Thursday, February 11, 2010

Time for the UK to Reform the Official Secrets Act?


In the UK, the moniker The Official Secrets Act does not actually refer to a single, stagnant document but rather it is an evolving and expanding body of legislation that has built up from the late 19th century. The first incarnation came into law in 1889, but was refined in 1911, reflecting the paranoia in Britain that German spies were operating in the UK and were carrying out clandestine intelligence gathering.[1]

The possibility of war with Germany was seen as a very real threat at this time. The novel “The Riddle of the Sands” by Erskine Childers was a very popular book and was widely read in the early years of the 20th century. It was published just at the turn of the century in 1903 and is regarded as one of the first examples of a novel with espionage as its primary theme. The main protagonist and his companion stumble across a German plot to invade the British Isles by sea.

The primary concern for Britain was that the unification of Germany, about three decades earlier, had led to German imperial ambitions. The colonial empire had began amassing a number of territories including what is present day Namibia, Cameroon, Papua New Guinea, Burundi, and Rwanda, among others. These far flung dominions required an expansion of naval capabilities that threatened British dominance in the high seas. Thus there was a natural, if exaggerated, atmosphere of distrust in Britain towards Germany.

Since 1889, sections of the act have been repealed and replaced many times, with the most recent changes being applied in the Official Secrets Act 1989.[2] However, the primary purpose of the act, to prohibit the external passage of information obtained while in the employ of the Crown, has not changed in over the century since the act’s initial conception.
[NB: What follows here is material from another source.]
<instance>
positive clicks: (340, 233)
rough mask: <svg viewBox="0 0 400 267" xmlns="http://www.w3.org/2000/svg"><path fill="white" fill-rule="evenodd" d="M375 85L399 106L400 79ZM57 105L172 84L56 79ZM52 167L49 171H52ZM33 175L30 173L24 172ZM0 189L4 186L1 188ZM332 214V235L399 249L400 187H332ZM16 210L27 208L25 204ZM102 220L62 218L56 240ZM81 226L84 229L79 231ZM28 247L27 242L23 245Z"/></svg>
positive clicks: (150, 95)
However, there is reason to believe that the legislation is inadequately equipped to the threats of the modern day, such as terrorism. For instance, the Canadian equivalent of the act, which was adopted in Canada almost verbatim in 1890, was replaced in December 2001 with the Security of Information Act which is part of the Canadian Anti-Terrorism Act.[3] This new act expands the scope by acknowledging the threat posed by “new players (other than the governments of traditional states) [which] include governments-in-waiting, governments in exile and other foreign powers, as well as terrorist groups”.

Reform of the act in Britain has not been expedient since the 9/11 or 7/7 terrorist attacks. However this may have more to do with protecting the government’s policy actions rather than a simple neglect of important legislative reform. In a press release on the 26th of January, 2010, Liberal Democrat’s leader Nick Clegg implicitly made this case, stating:

The number one responsibility of civil servants must be to the people of Britain, not self serving Ministers. That is why my party would amend the Official Secrets Act to restore the public interest defence for whistleblowers that was originally removed by the Conservatives. If that protection had been in place when the fateful decision was taken to invade Iraq Tony Blair and Gordon Brown might have been more openly challenged by officials who harboured real doubts about the war. But without cast iron protection for whistleblowers, it was too easy for this government to bully and cajole the civil service into remaining silent about one of the greatest errors of any government in the post war period.”[4]

Perhaps with the interest surrounding the findings of the Chilcot Inquiry, and the public scrutiny of the David Kelly affair, a new resilience will emerge to reform the outmoded act. Also, perhaps, if the much touted election reform referendum is passed next year and brings about a proportionally representative system รก la Duverger's law[5], the LibDems will have a greater pulpit from which to proliferate their message on the much needed revision of the act.